Now I probably wouldn’t have thought it was that bad except for every single one of my friends are married and having children or on the path to that. I’m the single friend of the group. Each year for the past 5 years one of the girls got married and within the past 9 months 4 of them have popped out a child. Kind of gets you thinking where you missed the train for settling down and starting that part of your life.
Right now I couldn’t imagine me getting pregnant, but if it were to happen I would embrace it. I like being able to go travel and do spontaneous trips or activities when I want and not have to worry about a baby sitter or anything holding me back. It’s all I’ve known. I’m sure when the time comes I’ll quickly adjust but as of this second I just can’t imagine it.
Then you have my mother. I will repeat how much I love her dearly. I really, really do. She’s my best friend, but man can she make me angry, sad and just feel like crap all at once. I know she doesn’t mean it but it gets to you. My mid 20’s to 29 she would always make comments like “You’re getting up there, I don’t know what you’re waiting for?” or “I’m not getting any young and darling you’re not either. I’d like to be a grandmother someday.” She will go on about how much her and my dad think I’d be a great mother one day and I deserve it. Now I never said I didn’t want kids, because I do. I just haven’t found the one I want to settle down with and start a family. So she will go and push guys at a family function on me or literally cut out personals and save them for me. I’d get so annoyed. I turned 30 and she is in full gear with it now pretty much saying it’s now or never for me. I’m going to end up like my 57-year-old aunt whose not married or have any kids. She’s pretty much drilled that into my head. I don’t know what she thinks is going to happen to me, like I turn 32 and no eggs and my chances are all gone of becoming a mother? I don’t get it.

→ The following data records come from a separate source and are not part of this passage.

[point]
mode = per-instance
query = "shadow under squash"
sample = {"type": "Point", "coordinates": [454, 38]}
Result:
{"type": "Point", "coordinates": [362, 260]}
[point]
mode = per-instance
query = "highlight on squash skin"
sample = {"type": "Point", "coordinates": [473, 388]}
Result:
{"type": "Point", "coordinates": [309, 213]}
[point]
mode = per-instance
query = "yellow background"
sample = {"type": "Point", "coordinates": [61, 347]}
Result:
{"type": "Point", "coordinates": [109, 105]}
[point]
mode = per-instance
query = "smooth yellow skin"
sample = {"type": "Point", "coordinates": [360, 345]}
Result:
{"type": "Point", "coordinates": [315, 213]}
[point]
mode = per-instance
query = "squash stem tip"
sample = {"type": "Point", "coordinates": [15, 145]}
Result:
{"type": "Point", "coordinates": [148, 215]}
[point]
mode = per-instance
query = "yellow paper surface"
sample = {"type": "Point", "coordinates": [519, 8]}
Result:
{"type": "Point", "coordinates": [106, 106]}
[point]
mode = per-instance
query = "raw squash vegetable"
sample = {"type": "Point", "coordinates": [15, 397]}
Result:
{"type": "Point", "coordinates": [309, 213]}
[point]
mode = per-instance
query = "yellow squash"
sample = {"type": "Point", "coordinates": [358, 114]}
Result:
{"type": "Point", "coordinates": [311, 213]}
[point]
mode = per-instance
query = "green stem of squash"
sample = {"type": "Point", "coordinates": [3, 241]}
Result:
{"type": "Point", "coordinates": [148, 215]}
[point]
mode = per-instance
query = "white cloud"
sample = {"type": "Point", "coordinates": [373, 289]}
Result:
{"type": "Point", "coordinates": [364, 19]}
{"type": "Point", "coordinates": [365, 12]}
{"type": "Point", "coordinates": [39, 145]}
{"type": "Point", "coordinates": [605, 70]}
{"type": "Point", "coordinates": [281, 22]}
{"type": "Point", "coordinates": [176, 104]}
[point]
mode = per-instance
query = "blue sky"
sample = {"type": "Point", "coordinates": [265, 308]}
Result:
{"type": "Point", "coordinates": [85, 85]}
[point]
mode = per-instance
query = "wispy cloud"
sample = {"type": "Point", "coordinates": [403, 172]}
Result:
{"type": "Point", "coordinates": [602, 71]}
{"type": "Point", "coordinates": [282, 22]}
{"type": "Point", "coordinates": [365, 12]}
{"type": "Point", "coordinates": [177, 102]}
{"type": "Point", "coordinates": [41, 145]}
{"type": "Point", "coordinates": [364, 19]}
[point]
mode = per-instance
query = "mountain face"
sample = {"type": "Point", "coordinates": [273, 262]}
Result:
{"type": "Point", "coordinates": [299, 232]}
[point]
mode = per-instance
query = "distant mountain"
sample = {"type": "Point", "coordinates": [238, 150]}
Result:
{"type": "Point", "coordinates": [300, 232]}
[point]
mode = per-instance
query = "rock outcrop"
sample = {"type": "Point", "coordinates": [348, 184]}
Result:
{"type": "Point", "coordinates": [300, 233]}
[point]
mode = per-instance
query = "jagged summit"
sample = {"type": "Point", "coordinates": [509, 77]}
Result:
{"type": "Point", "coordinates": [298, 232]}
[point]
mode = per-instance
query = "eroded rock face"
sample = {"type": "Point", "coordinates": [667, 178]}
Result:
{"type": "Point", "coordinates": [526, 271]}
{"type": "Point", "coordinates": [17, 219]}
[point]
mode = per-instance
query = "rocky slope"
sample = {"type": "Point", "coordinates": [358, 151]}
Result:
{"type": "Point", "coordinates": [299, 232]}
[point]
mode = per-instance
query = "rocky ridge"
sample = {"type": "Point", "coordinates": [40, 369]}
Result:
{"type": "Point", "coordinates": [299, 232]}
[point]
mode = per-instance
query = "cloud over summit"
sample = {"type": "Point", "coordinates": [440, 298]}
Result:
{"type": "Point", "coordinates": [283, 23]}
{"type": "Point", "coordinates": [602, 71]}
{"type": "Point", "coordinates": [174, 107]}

My perception of what 30 should be were all things that were kind of pushed on me saying this is the ideal place at 30. Yes, I do still want those things, but I am really ok with not having it right now. I felt like all the way leading up to my birthday this year it was people left and right criticizing where I am in life and I deserve better. I felt like someone was squeezing my neck until my head popped off. My birthday was when my head popped off and said fuck everyone. I’m not stressing about this anymore.
In the past month I’ve come to the conclusion that 30 is still pretty young in the grand scheme of life. God, I still think of myself as a kid and sometimes I still act like one. I think I still have some time before I have to settle down. I have all these opportunities to travel and do whatever I want with my own money without having to worry about paying for anyone else. I feel like this is my time to live and enjoy life while I’m still young. I see my friends so happy with their families but they can’t do anything now. Well not anything outside of Pittsfield. And I see 1 friend struggling with that loss of freedom and identity. I don’t want to be like that. I want to be able to say I did some cool and insane things, get it out of my system and move on. Just because, my friends are settling down or my mother is trying to ingrain it into my skull that this is what I should be doing, it doesn’t mean that’s what is right for me. It’s my life. It will happen when it’s supposed to happen not when everyone else thinks it should or wants it to happen.